In the final section of the report, design principles for 21st century governance that supports these goals are presented. The need to organise actions around landscapes and ecosystems is discussed, as wel as innovating and learning through a ‘double-loop’ system – a system that ‘does things right’ and also ‘does the right things’ – as a means to avoid the pitfalls of collaborative decision-making, and to build urgency into the process so that investors can work at the pace required.
The report concludes with thoughts and recommendations on the Nature Action 100 and how it can improve on the Climate Action 100+ framework, quoting Lin Ostrom’s core design principles as a means through which collaboration is able to achieve productive, equitable and timely action.
KEY INSIGHTS
- New solutions, beyond current environmental, social, and governance (ESG) finance approaches, are needed to address the biodiversity crisis and overcome barriers to change. Deep market reforms will be required, but the urgency of the crisis makes intermediary solutions necessary.
- Investors should focus on adequate levers, embrace the limits of their own interventions, and understand that ultimately their unchecked powers need to be curbed to address a systemic challenge of this magnitude.

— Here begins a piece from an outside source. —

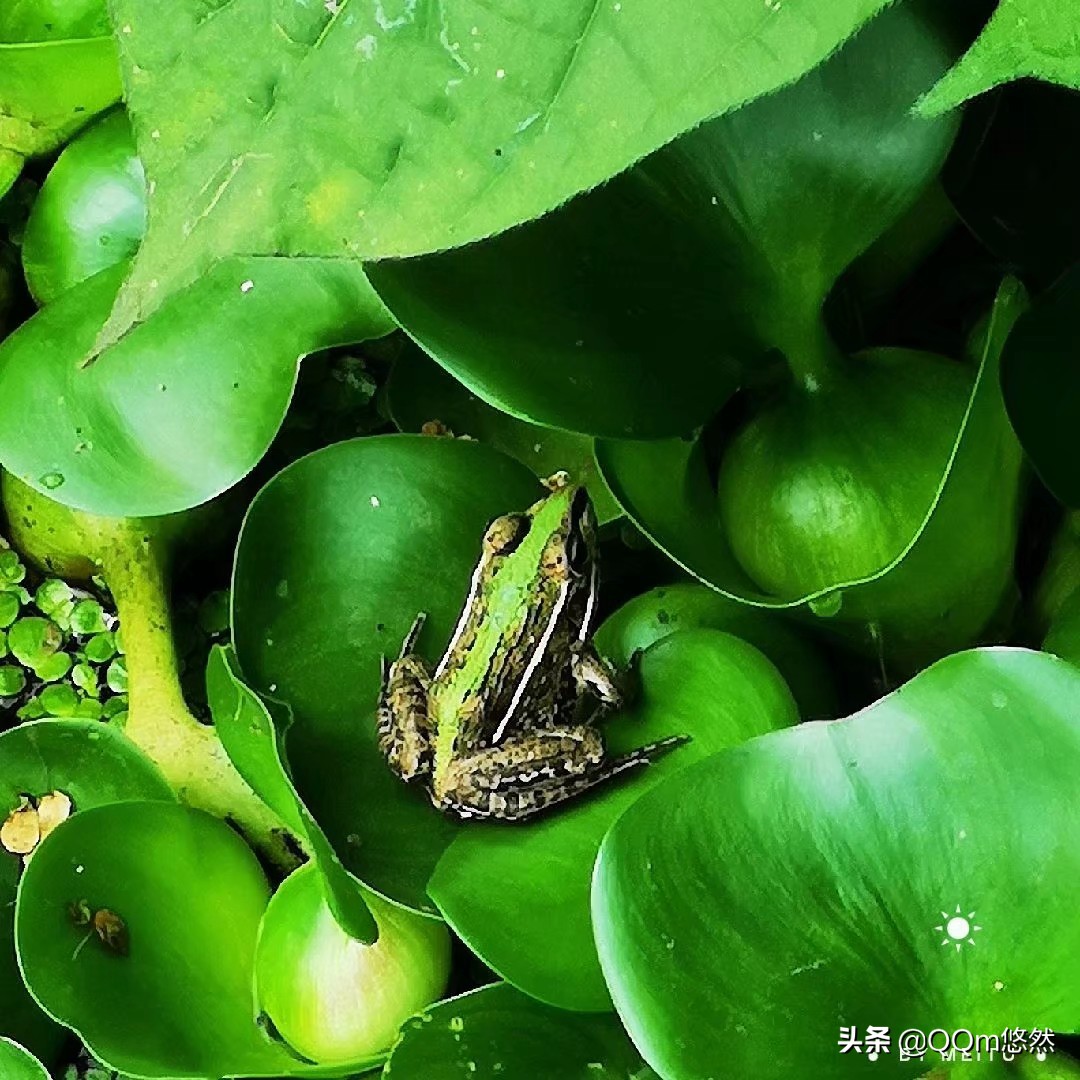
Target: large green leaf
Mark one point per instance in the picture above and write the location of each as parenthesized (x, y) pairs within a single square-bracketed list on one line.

- Investors should recognise that win-win narratives - the promise of ‘doing well by doing good’ - or efforts to insulate portfolios from ESG-related risks often carry a cost, which is a failure to contribute to the preservation of the biosphere.
- Investors should devote most of their energy on policy levers, globally and locally, to establish guardrails to stay within planetary boundaries. They should support goals to set aside 30% of nature by 2030, protect key ecosystems and ensure half the earth’s land mass and oceans become protected conservation areas by 2050.

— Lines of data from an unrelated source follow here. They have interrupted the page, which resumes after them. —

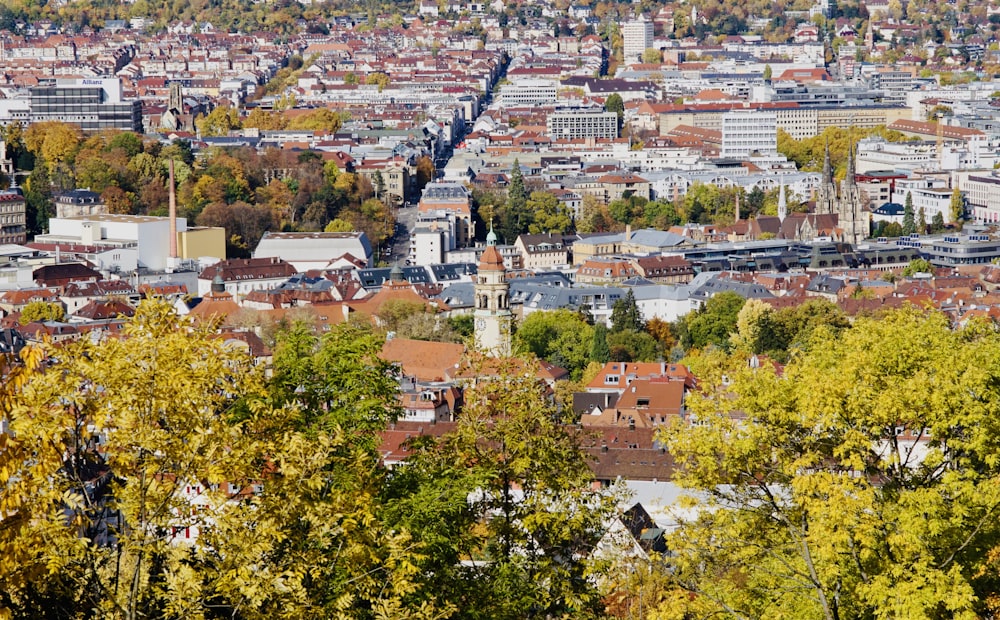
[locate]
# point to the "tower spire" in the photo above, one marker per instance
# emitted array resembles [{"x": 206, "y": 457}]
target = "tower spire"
[
  {"x": 782, "y": 201},
  {"x": 827, "y": 169},
  {"x": 849, "y": 179}
]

- Engagement with the private sector should focus on business transformation first and foremost. Current approaches focused on disclosure are too slow. Investors should require companies to stop and reverse negative impacts and then regenerate natural systems.
- All data and disclosure should embrace context, moving away from a firm-centered approach (changes in a company’s “nature performance” year on year) to one that sets this performance in an economic, ecological, and social context.
- Whether acting alone or in conjunction with others, investors should adopt 21st century governance principles. They should engage with scientists, stakeholders, and local communities. They should implement free prior and informed consent, co-creation, and gender parity.
- Investors should organise around landscapes and ecosystems as they are doing in the Amazon rainforest.
- Investors should adopt a culture of learning and innovation to make sure that the solutions they deploy are effective, and work at pace and scale in recognition of the urgency of biodiversity loss challenges, giving companies no more than two years to show meaningful course correction.